Die Wolfsschlucht-Szene, in der Max mit dem zwielichtigen Kaspar zur Mitternacht die Freikugeln gießt, ist eine der zentralen Szenen des Stücks – und wie gemacht für die Seebühne. „Es wird eine Menge Feuer geben.“

Kahle Baumgerippe und ein Sumpf erhöhen den Gruselfaktor.
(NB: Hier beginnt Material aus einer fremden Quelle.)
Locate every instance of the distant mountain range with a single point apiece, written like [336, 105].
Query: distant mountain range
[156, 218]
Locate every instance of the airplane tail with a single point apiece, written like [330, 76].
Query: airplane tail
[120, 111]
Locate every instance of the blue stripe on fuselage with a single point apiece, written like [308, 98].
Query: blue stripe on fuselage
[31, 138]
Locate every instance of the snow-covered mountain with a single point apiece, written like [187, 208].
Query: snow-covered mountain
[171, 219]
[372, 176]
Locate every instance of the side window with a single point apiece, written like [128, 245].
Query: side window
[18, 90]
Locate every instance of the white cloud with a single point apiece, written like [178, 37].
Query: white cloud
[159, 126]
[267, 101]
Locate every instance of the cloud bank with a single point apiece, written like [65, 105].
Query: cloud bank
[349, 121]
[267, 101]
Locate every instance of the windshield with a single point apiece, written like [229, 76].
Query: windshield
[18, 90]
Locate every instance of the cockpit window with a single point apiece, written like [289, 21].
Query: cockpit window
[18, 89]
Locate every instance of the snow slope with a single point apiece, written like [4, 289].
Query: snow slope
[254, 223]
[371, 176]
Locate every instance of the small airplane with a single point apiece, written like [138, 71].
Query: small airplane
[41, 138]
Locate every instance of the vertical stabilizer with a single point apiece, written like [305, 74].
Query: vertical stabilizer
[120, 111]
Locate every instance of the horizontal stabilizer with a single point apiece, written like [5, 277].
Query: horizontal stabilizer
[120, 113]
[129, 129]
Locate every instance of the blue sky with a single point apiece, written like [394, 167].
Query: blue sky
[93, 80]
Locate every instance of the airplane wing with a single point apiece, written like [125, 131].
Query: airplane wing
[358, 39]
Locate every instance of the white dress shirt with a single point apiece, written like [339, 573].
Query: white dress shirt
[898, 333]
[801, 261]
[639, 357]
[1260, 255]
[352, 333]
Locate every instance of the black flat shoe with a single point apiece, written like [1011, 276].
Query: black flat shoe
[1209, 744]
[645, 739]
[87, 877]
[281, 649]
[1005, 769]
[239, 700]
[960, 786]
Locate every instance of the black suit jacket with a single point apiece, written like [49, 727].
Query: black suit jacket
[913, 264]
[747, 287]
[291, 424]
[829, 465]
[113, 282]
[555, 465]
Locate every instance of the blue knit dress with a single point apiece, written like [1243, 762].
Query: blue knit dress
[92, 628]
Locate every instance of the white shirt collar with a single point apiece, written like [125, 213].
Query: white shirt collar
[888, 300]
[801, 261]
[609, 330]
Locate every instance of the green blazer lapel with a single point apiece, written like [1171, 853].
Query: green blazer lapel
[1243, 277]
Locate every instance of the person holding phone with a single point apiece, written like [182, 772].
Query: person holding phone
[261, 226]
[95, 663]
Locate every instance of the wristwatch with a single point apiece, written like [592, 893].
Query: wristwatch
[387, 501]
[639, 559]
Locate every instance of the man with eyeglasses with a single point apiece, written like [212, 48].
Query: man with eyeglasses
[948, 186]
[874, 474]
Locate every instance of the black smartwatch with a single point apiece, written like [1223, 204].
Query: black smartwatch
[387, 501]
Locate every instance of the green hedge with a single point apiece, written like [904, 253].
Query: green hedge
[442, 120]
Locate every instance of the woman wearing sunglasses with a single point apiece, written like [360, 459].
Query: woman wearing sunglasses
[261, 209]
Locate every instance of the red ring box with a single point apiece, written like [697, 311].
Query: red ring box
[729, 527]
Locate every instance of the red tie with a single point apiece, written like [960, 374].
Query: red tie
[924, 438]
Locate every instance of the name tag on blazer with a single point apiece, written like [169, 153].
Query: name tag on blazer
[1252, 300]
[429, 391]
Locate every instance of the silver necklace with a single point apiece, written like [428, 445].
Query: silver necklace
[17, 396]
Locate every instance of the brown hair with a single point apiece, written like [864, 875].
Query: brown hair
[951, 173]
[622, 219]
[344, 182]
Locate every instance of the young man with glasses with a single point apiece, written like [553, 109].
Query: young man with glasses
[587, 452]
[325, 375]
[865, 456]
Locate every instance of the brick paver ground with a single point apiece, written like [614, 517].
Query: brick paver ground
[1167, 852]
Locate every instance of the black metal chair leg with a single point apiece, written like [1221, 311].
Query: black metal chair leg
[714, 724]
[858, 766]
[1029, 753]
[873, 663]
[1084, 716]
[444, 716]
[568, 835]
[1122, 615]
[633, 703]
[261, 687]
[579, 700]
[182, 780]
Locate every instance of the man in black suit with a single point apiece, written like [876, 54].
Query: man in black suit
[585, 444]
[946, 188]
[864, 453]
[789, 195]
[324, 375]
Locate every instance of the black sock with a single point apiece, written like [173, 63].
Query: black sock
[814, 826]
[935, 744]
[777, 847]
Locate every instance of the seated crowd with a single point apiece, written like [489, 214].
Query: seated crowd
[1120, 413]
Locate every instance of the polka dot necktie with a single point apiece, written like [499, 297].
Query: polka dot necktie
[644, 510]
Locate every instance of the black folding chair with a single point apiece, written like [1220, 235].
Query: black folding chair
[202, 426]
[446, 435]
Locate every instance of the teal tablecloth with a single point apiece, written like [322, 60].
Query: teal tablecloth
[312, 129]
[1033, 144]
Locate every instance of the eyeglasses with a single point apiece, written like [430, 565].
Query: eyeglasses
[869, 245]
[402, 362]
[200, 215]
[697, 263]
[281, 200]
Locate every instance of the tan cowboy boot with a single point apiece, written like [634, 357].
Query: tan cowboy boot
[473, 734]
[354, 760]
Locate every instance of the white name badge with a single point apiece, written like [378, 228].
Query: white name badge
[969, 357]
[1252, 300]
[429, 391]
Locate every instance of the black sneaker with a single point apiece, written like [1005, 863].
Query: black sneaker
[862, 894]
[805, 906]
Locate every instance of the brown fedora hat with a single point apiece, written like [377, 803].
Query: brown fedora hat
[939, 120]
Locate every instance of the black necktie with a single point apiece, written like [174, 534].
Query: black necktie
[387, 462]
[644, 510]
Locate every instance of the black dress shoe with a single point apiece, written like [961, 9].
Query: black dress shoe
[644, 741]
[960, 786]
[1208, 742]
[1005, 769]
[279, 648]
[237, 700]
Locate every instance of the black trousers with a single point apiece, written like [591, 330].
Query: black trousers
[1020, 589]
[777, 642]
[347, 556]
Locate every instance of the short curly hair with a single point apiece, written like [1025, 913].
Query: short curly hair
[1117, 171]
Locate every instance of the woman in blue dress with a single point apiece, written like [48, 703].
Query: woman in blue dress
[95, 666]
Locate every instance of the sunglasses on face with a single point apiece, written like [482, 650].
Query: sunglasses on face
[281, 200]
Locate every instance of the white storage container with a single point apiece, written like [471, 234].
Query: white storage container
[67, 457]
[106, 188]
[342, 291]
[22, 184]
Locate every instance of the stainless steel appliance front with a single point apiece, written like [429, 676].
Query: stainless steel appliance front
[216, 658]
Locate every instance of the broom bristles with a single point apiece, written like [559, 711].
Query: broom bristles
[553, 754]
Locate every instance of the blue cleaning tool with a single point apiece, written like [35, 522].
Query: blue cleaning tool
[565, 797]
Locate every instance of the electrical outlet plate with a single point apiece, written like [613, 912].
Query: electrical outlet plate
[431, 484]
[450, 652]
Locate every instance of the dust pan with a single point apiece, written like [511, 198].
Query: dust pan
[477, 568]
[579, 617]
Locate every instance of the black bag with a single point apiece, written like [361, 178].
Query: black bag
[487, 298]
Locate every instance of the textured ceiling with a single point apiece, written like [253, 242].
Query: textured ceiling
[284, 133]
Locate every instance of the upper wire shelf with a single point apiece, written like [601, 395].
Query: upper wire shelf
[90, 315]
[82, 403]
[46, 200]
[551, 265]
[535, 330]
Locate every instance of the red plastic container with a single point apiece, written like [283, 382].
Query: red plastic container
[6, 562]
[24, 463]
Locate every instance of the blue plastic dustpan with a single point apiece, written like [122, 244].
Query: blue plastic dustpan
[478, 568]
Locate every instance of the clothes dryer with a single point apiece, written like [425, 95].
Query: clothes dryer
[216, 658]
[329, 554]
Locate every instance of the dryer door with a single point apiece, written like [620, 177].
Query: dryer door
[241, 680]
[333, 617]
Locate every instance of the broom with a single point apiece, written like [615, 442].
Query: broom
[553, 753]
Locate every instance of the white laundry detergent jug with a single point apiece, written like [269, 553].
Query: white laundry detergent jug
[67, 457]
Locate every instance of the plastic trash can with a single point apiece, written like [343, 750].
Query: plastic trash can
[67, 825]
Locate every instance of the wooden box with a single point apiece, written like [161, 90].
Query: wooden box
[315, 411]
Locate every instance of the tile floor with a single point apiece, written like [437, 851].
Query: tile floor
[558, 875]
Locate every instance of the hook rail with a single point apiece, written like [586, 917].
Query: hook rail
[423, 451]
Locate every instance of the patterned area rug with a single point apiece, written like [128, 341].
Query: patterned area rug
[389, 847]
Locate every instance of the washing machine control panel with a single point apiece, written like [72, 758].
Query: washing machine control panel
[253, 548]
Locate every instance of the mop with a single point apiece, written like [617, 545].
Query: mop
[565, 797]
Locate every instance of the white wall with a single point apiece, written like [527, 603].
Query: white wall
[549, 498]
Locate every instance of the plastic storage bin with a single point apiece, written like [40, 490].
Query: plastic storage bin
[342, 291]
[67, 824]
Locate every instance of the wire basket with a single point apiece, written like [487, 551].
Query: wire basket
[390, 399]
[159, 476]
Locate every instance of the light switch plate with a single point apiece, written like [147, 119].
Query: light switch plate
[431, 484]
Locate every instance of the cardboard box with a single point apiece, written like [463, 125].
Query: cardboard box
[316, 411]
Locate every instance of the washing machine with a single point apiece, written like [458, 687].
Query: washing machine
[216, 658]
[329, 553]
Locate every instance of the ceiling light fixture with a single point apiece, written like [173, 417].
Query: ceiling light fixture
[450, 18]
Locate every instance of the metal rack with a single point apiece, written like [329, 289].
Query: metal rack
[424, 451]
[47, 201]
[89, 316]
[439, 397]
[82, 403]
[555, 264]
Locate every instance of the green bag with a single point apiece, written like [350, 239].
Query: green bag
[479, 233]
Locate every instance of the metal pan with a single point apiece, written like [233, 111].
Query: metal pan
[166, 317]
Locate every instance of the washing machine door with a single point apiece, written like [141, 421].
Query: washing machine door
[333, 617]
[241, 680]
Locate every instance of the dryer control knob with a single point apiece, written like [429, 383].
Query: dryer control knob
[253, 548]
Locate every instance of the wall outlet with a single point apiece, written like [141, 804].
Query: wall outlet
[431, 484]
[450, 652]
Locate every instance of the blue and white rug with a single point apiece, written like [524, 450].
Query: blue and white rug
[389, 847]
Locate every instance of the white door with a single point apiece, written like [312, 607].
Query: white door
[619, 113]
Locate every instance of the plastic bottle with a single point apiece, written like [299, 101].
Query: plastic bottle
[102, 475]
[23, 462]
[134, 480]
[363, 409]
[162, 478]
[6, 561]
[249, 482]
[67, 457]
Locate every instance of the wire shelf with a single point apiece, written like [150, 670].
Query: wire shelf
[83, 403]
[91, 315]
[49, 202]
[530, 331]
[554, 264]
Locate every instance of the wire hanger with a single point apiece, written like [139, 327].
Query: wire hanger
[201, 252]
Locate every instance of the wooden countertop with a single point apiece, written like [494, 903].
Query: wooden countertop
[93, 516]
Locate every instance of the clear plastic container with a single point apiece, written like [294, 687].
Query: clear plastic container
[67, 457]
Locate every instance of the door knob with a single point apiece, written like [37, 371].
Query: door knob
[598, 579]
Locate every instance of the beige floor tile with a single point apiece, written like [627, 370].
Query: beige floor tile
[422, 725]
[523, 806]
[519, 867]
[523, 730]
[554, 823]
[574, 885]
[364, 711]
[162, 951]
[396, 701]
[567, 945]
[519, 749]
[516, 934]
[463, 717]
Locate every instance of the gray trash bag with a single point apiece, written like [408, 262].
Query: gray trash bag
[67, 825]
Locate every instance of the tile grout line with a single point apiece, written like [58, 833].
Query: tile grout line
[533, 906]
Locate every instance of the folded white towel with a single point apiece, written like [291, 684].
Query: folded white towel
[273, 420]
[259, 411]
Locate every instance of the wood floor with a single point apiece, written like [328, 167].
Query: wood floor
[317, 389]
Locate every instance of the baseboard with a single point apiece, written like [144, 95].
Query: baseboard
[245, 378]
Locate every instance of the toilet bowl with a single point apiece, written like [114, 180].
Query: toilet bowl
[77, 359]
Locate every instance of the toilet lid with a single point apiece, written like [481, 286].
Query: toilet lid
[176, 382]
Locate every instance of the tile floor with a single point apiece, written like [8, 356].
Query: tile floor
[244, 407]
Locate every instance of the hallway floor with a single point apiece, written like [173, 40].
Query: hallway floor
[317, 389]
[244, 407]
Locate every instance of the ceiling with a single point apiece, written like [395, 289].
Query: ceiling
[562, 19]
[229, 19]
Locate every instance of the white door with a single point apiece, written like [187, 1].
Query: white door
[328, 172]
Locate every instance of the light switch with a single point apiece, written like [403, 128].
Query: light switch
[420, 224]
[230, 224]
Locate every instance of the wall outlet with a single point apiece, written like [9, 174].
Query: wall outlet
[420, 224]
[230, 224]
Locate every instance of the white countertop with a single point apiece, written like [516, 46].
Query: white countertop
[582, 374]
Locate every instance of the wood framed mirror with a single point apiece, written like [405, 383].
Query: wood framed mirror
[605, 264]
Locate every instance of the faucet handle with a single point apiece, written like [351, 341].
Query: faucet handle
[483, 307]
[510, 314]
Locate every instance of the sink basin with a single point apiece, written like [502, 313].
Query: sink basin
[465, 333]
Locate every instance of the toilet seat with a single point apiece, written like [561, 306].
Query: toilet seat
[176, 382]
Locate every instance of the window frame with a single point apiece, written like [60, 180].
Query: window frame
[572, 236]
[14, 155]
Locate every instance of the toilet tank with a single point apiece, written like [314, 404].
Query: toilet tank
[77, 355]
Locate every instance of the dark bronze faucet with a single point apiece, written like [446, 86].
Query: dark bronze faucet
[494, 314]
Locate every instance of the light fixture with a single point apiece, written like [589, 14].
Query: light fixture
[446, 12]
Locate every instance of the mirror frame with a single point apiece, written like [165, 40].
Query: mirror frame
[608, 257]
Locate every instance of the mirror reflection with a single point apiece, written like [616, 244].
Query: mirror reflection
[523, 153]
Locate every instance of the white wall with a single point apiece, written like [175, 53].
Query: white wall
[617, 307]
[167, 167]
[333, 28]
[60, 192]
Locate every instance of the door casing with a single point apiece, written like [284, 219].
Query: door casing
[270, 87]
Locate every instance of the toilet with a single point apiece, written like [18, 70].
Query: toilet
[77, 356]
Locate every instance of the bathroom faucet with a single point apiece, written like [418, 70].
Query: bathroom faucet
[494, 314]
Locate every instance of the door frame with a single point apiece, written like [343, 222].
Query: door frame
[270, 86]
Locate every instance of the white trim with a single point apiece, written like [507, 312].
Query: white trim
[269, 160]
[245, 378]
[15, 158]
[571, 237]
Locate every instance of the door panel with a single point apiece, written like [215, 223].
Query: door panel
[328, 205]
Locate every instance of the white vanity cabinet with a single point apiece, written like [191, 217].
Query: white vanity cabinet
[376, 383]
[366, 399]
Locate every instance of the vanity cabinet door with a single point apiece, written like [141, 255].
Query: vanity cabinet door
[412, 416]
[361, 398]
Kahle Baumgerippe und ein Sumpf erhöhen den Gruselfaktor. | Bild: Schwind, Elisabeth

So viel verrät Stölzl auf dem Richtfest, während Festspiel-Intendantin Elisabeth Sobotka ihm zuraunt, bitte nicht zu viel zu verraten. Die Pyrotechniker der Festspiele werden also gefordert sein, vielleicht sogar mehr als sonst.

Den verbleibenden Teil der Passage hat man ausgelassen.